Listening to their conversation, I feel that their relationship is very good, men act like a baby with women like this!Alas, this man is Japanese!It seems that even my world has changed this time. Fortunately, I learned Japanese to watch anime before. It seems that I have a good language foundation! !At this time, I couldn't help but also laughed, alas, I laughed, this is the first time I have laughed since that incident, could it be that I was moved by their deep love?Or do I really find them interesting?In short, I seem to really like them a little bit, and there is still a little sweetness in my heart, what a strange feeling!Did I just decide to let go of the past and start a new life?That's right, whether it's the previous parents or the current one, I think they must want me to be happy and not sad every day. I really should cheer up.
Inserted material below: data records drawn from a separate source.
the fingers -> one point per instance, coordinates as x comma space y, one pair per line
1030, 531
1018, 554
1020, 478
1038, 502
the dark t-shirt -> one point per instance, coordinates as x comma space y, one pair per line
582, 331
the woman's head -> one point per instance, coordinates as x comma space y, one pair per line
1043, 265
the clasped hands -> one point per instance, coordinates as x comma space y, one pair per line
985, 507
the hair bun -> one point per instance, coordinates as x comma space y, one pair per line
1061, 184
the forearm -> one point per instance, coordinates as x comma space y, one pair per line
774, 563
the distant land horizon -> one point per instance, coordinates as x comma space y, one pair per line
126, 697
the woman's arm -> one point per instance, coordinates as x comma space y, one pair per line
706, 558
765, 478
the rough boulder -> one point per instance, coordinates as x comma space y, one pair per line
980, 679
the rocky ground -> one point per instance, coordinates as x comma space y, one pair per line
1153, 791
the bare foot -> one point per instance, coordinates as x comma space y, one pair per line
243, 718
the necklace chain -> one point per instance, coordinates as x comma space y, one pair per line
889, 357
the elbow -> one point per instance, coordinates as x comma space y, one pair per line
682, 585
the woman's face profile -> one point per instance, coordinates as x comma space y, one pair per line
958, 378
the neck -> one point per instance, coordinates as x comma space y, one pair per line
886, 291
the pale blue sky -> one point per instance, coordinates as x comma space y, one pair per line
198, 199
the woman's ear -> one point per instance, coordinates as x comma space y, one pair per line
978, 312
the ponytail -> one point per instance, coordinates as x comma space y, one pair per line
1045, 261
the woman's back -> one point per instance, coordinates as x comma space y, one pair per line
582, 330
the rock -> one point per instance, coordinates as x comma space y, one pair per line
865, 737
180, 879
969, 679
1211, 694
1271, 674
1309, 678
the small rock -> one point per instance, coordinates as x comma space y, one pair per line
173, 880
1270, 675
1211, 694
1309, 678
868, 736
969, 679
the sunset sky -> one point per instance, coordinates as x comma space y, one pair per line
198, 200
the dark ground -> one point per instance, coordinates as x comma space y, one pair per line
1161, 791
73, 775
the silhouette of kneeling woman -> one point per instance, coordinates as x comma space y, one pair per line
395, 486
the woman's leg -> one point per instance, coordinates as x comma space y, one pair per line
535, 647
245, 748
The man still said in non-standard Chinese: "Okay, my wife, I have one day to accompany you today, let's start today's happy prenatal education practice." The woman said: "Husband, Ichiro and Erlang are going to be on vacation soon. Let them take it together, they are all looking forward to having a younger sister, and I miss them so much, it's all because you insist on having a honeymoon life with me, so I can't see my son, and you are very busy, isn't it? I am at home!"

Ichiro, Erlang?son?Do I still have two older brothers?Under family planning, I was the only child, and having a brother was my long-cherished wish. Before, even without family planning, I couldn’t have had a brother. Now it’s all right. There seem to be two more. It feels real. Very good.And I feel the relationship between parents is really good!Mom and Dad!I accepted them so quickly?I was a little contradictory, I felt a little sorry for my previous parents, after thinking about it, I really shouldn't be depressed anymore, I should cherish the new life, every parent should not let them down, not to mention they seem to really love me Woolen cloth!

Afterwards, my parents said they wanted me to adapt to their respective mother tongues. My father read Japanese, and my mother read Chinese, each with a sentence, and read children's enlightenment books.I was immersed in the sound of reading. It turned out that my father's voice was not really that unpleasant, and very magnetic. My heart was very peaceful, and I slowly fell asleep.In my sleep, I seem to hear the voice from before saying to me again: "My child, remember to cherish the present!"